Daily Briefing

Ten Things You Need to Know Today: 17 April 2021

The Week’s daily digest of the news agenda, published at 8am

1

Funeral to praise Philip’s ‘loyalty’

Prince Philip’s “unwavering loyalty” to the Queen and his “courage, fortitude and faith” will be praised at his funeral in Windsor today. There is a limit of 30 mourners at St George’s Chapel, under Covid rules. The Duke of Edinburgh’s association with the Royal Navy and love of the sea will be a focus of the ceremony but no sermon will be given, in line with his wishes.

2

Jab offered to pregnant women

Pregnant women in the UK have been given the go-ahead to receive a Covid vaccine. After a study in the US showed about 90,000 pregnant women had been vaccinated safely, the UK’s Joint Committee on Vaccination and Immunisation said all pregnant women would be offered the Pfizer or Moderna jab based on their age and clinical risk group.

3

Cameron in tax haven ‘hypocrisy’

David Cameron has been accused of “deep hypocrisy” after it was revealed that he is on the board of a tech company based in the “world’s worst tax haven”. Afiniti, a software business based in Hamilton, Bermuda, has implemented a structure that could allow profits to be transferred offshore to take advantage of lower tax rates.  The former PM once described such tax reduction strategies as “morally wrong” and “not fair on hardworking people”.

4

Moscow responds to US sanctions

Russia has sanctioned eight senior US administration officials, including FBI director Christopher Wray and Director of National Intelligence Avril Haines. The move came 24 hours after President Joe Biden announced sanctions against Moscow and warned against a “cycle of escalation”. The White House says the US sanctions were imposed response to cyber-attacks allegedly from Moscow, including last year’s “SolarWinds” hack.

5

Castro era to end in Cuba

The Castro family’s six decades in power is coming to an end after Raúl Castro announced that he is resigning as Cuban Communist Party leader. The 89-year-old told a party congress that he is handing over the leadership to a younger generation “full of passion and anti-imperialist spirit”. The BBC says “the reality is that, at least in the short term, little will change”.

6

Church minister protest passports

More than 1,200 church ministers have written to Boris Johnson asking him not to introduce Covid vaccine passports. In an open letter, Anglican and Catholic ministers warned such certificates could create a “surveillance state” and describe them as an “unethical form of coercion”. The papers would allow people to prove they have been vaccinated, had a negative test or had immunity from a confirmed infection in the previous six months.

7

Roger Stone sued over tax

Trump ally Roger Stone is being sued by the US Department of Justice, which accuses him of owing around $2m in unpaid federal income taxes.

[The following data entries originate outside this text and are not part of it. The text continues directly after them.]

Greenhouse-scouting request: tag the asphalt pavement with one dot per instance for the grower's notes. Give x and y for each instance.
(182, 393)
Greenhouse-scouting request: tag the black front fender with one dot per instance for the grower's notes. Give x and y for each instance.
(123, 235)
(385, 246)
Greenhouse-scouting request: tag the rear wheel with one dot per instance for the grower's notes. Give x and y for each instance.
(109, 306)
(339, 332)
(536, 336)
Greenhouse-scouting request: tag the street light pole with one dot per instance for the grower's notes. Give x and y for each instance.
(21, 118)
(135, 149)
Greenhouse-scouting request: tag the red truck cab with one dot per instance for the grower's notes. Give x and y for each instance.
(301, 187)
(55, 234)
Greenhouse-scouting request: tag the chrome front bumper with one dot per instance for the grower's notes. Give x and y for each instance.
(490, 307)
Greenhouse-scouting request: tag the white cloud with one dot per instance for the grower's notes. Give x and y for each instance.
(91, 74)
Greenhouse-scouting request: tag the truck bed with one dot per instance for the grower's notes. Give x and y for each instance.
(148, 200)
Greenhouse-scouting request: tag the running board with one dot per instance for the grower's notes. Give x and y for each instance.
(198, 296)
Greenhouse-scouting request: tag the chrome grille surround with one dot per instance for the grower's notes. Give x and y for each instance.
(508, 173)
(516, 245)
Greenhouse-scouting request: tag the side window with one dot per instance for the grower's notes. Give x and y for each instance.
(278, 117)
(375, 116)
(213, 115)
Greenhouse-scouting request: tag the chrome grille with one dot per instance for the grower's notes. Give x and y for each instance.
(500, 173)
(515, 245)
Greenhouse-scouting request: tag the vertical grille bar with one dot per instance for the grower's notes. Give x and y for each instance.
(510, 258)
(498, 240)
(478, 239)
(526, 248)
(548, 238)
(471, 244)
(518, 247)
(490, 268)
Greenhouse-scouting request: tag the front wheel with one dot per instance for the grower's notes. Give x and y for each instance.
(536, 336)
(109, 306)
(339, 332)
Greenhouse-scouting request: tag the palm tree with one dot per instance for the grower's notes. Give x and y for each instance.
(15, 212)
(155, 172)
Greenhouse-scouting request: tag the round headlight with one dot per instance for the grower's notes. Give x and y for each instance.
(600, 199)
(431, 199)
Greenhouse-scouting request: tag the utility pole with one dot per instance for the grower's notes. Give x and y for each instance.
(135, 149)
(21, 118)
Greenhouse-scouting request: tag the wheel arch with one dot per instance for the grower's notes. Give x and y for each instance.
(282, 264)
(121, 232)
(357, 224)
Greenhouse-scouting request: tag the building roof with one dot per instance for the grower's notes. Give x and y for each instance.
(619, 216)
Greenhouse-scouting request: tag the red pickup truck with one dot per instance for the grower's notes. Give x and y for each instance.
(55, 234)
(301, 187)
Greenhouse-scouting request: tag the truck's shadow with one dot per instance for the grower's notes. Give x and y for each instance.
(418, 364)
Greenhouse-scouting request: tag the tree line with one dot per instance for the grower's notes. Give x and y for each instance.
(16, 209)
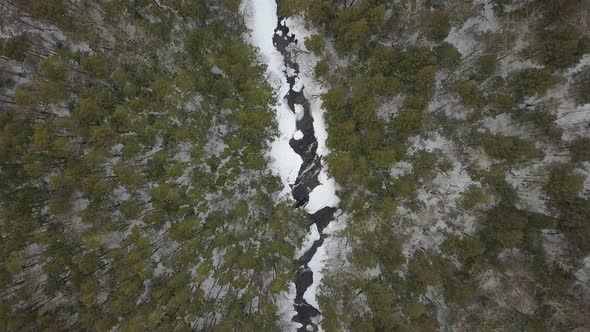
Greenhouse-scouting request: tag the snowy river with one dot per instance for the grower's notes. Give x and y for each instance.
(296, 155)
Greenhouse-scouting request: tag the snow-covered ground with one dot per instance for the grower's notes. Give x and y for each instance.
(261, 19)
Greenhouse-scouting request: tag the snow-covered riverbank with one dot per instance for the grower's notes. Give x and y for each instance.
(296, 154)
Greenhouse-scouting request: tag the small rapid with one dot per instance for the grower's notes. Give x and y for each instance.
(309, 187)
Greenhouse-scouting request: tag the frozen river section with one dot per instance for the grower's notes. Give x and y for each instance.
(294, 153)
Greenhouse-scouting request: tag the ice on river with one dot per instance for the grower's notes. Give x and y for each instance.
(261, 18)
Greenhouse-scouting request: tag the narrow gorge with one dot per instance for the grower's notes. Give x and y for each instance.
(306, 176)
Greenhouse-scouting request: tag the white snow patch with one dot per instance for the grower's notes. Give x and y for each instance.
(298, 135)
(322, 195)
(260, 16)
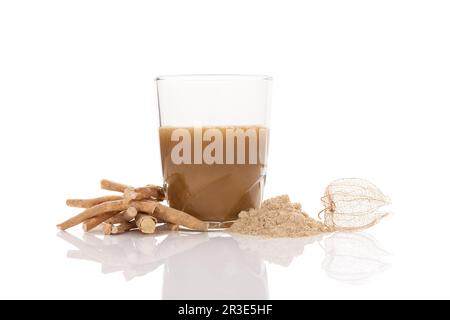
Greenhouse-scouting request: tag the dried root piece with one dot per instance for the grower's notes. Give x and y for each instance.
(137, 208)
(146, 223)
(352, 204)
(117, 205)
(87, 203)
(117, 218)
(122, 227)
(113, 186)
(107, 228)
(130, 213)
(91, 223)
(167, 227)
(167, 214)
(149, 192)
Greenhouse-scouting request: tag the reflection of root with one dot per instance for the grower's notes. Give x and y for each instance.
(281, 251)
(353, 257)
(132, 254)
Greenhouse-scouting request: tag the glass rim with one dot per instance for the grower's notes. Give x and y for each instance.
(213, 77)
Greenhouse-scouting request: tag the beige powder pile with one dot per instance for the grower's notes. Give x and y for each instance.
(278, 217)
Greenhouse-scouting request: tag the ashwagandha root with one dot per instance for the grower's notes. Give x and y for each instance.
(117, 205)
(91, 223)
(137, 208)
(167, 227)
(167, 214)
(146, 223)
(149, 192)
(113, 186)
(122, 227)
(87, 203)
(130, 213)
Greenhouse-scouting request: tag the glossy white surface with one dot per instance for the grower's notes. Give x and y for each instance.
(360, 89)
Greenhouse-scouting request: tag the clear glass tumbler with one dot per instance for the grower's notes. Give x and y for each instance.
(214, 132)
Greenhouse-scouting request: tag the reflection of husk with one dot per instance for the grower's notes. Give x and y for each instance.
(353, 258)
(352, 204)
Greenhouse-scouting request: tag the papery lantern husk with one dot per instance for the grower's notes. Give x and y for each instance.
(353, 204)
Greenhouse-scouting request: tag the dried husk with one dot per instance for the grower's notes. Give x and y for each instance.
(352, 204)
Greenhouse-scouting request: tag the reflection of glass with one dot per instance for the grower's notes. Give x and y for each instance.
(221, 266)
(353, 257)
(216, 267)
(196, 266)
(281, 251)
(213, 138)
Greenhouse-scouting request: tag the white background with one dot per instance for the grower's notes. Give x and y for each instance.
(361, 89)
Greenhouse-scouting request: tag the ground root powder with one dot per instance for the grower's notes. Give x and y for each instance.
(278, 217)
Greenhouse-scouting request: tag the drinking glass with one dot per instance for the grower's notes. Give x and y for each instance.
(214, 132)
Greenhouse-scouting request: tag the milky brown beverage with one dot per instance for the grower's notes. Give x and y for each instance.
(214, 173)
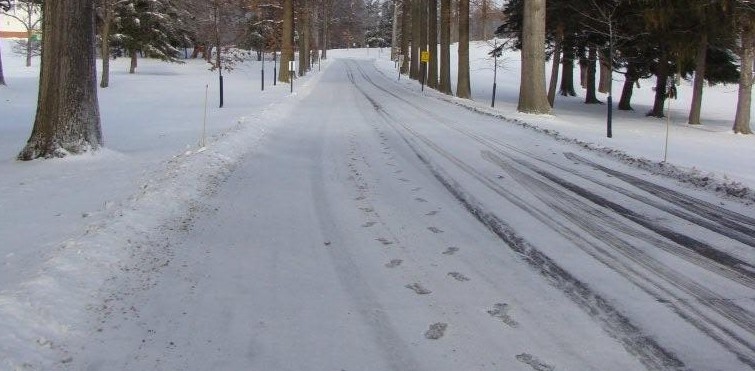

The civil lawsuit, filed in federal court in Florida, states that Stone and his wife, Nydia, used a commercial entity to “shield their personal income from enforced collection and fund a lavish lifestyle despite owing nearly $2m in unpaid taxes, interest and penalties”.

8

Peaky Blinders star dies

Helen McCrory, who starred in Peaky Blinders and the Harry Potter films, has died after a “heroic battle with cancer”, her husband Damian Lewis has announced. Peaky Blinders co-star Cillian Murphy described McCrory, who was 52, as a “gifted actor” and a “brilliant woman”. The Harry Potter Twitter account said the actress was “a wonderful actor and a very dear friend”.

9

Biden says shootings are ‘embarrassing’

Joe Biden says mass shootings are a “national embarrassment” that must end. “Too many Americans are dying every single day from gun violence. It stains our character and pierces the very soul of our nation,” said the US president, a day after eight people were killed in an attack at a FedEx facility in Indianapolis. Biden also urged Congress to ban military-style assault weapons.

10

FTSE reaches pandemic era high

The FTSE 100 has passed 7,000 points for the first time in 14 months in a £532bn comeback from pandemic lows. The index closed 0.5% or 36.03 points higher at 7019.53 as trillions of dollars in stimulus and the growing momentum behind vaccine roll-outs triggered a share “melt-up” and traders bet on a rapid worldwide bounceback. The Daily Telegraph says there is “surging optimism over the global economy”.